No mesmo dia, a prefeita Sheila Lemos havia visitado a obra, na companhia dos secretários de Mobilidade Urbana, Diêgo Gomes, e de Infraestrutura, Jackson Yoshiura. Os registros do momento logo foram publicados em um post no perfil da Prefeitura no Instagram, onde constava que a visita tinha como intuito alinhar os últimos ajustes para a entrega da Estação de Transbordo. 

Elogios ao equipamento também não faltavam nos comentários da publicação. “Que lindo, olha o progresso chegando”, dizia um deles. Mas havia quem adotasse um tom mais irônico: “Calma, até 2030 termina”, ou quem, apesar de elogiar, tinha críticas a fazer: “Ficou lindo!! Mas acredito que na hora que chover vai molhar todo mundo, na hora do sol quente vai assar todo mundo lá dentro. Deixa ver, né?!”. 

Reivindicação antiga

A grande expectativa dos conquistenses para a conclusão e inauguração da obra tem bons motivos, pois se trata de uma reivindicação antiga da população. O terminal urbano da Avenida Lauro de Freitas é ponto de embarque e desembarque de usuários do sistema municipal de transporte coletivo desde a década de 1970, quando o contingente populacional de Conquista era de 125,5 mil habitantes, de acordo com o IBGE (Instituto Brasileiro de Geografia e Estatística).

Ponto de embarque de passageiros abaixo da Avenida Lauro de Freitas.

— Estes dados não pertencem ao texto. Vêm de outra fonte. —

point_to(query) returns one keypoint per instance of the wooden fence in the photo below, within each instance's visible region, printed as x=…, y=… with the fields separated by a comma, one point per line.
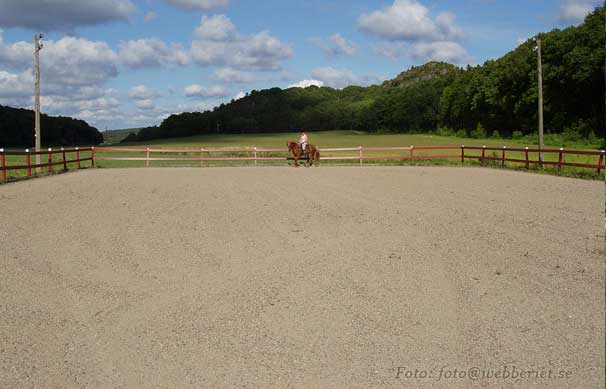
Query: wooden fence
x=399, y=153
x=360, y=154
x=49, y=161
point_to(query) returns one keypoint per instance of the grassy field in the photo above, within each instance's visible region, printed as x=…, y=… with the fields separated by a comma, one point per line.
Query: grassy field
x=332, y=139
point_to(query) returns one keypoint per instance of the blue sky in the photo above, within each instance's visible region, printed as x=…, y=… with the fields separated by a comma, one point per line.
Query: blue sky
x=130, y=63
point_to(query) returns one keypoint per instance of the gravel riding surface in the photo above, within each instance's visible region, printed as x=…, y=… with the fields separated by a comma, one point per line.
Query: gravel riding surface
x=320, y=277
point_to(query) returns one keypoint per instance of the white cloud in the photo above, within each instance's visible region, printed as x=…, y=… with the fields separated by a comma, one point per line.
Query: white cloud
x=235, y=76
x=150, y=52
x=225, y=47
x=335, y=45
x=341, y=78
x=16, y=85
x=196, y=90
x=204, y=5
x=306, y=83
x=145, y=104
x=150, y=16
x=216, y=28
x=409, y=20
x=574, y=11
x=450, y=52
x=391, y=50
x=142, y=92
x=62, y=15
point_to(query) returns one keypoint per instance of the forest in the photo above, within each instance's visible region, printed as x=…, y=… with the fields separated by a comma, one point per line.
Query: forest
x=498, y=98
x=17, y=129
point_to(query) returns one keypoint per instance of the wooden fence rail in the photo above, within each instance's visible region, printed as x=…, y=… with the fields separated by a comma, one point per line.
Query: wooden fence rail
x=50, y=162
x=260, y=154
x=256, y=154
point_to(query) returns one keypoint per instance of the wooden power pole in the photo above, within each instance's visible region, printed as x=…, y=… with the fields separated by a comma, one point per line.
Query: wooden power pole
x=540, y=72
x=37, y=48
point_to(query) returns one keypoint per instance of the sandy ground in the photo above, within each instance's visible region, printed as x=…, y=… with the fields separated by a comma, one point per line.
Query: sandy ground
x=321, y=277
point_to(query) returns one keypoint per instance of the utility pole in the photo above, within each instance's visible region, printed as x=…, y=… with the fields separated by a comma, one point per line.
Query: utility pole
x=540, y=72
x=37, y=48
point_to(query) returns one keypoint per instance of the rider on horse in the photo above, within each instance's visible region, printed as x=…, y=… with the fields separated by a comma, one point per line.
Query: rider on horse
x=303, y=142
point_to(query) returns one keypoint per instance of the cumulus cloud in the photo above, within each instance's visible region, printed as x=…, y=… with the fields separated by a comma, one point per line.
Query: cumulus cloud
x=204, y=5
x=450, y=52
x=62, y=15
x=196, y=90
x=229, y=75
x=149, y=16
x=574, y=11
x=341, y=78
x=307, y=83
x=142, y=92
x=391, y=50
x=68, y=61
x=409, y=20
x=216, y=42
x=335, y=45
x=151, y=52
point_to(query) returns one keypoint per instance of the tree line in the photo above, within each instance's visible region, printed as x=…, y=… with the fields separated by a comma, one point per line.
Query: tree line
x=17, y=129
x=496, y=98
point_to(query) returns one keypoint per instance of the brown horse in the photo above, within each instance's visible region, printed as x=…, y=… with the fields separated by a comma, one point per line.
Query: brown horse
x=311, y=151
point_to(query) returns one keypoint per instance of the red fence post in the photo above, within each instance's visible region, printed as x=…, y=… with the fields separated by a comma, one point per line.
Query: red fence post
x=28, y=162
x=3, y=163
x=64, y=161
x=50, y=160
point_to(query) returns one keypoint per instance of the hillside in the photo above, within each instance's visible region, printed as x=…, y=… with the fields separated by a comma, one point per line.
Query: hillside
x=422, y=73
x=498, y=97
x=17, y=129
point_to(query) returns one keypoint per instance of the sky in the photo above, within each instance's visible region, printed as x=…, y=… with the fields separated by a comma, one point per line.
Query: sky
x=132, y=63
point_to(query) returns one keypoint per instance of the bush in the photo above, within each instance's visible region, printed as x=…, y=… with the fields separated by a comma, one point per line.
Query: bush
x=479, y=132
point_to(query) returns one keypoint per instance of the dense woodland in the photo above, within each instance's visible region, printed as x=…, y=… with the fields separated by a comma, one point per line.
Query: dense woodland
x=496, y=98
x=17, y=129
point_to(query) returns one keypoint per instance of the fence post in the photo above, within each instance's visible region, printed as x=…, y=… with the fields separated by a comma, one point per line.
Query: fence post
x=3, y=162
x=64, y=161
x=28, y=162
x=50, y=160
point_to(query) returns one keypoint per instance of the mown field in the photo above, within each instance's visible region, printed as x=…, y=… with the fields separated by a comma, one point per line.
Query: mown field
x=333, y=139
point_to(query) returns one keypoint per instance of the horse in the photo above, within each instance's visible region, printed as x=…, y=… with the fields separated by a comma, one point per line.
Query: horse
x=312, y=152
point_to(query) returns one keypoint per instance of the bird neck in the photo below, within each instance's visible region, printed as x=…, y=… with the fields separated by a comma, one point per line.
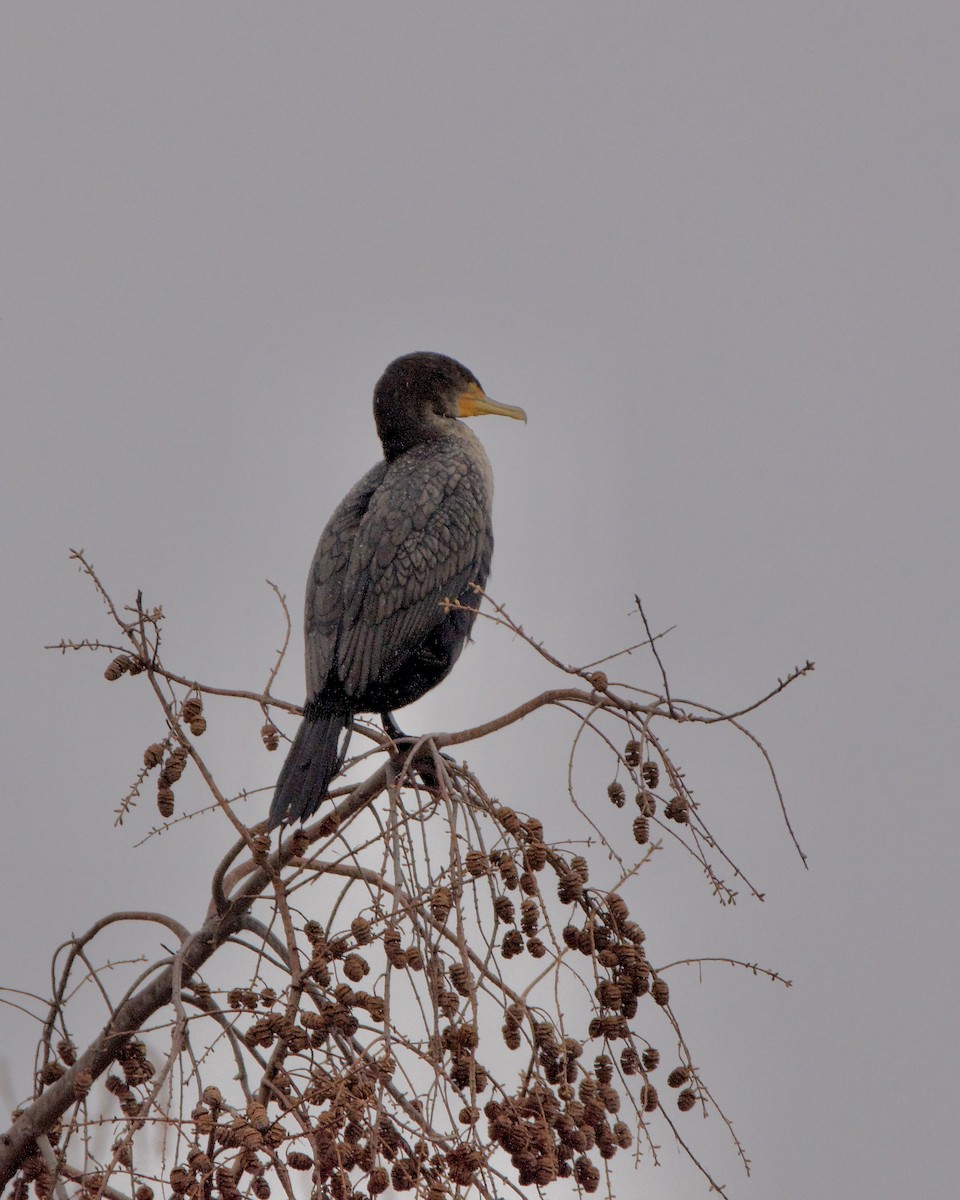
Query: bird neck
x=400, y=430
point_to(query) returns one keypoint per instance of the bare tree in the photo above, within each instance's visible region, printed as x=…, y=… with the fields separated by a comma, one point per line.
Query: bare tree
x=475, y=1013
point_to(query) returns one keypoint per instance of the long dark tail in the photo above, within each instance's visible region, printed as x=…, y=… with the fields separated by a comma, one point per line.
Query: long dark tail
x=312, y=762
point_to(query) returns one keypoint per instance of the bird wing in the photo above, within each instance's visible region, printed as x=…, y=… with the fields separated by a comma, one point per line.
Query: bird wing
x=424, y=537
x=324, y=600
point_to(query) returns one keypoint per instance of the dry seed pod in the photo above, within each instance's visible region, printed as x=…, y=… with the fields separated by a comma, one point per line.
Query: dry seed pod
x=622, y=1135
x=52, y=1072
x=677, y=810
x=646, y=803
x=509, y=820
x=509, y=873
x=477, y=863
x=153, y=755
x=355, y=967
x=119, y=666
x=513, y=943
x=441, y=904
x=569, y=888
x=461, y=978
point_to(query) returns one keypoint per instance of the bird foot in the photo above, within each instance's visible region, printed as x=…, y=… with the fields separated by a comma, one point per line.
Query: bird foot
x=424, y=765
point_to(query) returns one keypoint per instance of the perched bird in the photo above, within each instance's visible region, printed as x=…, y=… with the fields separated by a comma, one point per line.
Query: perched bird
x=414, y=532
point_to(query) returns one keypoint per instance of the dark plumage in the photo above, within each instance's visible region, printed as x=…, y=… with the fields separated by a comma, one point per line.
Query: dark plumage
x=414, y=532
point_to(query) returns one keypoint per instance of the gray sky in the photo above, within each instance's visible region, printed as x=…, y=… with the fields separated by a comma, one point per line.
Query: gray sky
x=713, y=251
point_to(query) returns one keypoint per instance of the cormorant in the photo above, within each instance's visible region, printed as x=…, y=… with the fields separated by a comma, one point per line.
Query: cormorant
x=414, y=532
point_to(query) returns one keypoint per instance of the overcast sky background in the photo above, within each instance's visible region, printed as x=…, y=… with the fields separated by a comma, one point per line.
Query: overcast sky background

Daquela década pra cá, esse número quase triplicou. Atualmente, 341 mil pessoas vivem no município. A quantidade de usuários que pegavam ônibus na cidade por mês, antes da pandemia da covid-19, chegava a um milhão e meio, em média, segundo a Prefeitura. A crise do transporte público, que teve seu ápice em 2018, foi um reflexo da sobrecarga do sistema. 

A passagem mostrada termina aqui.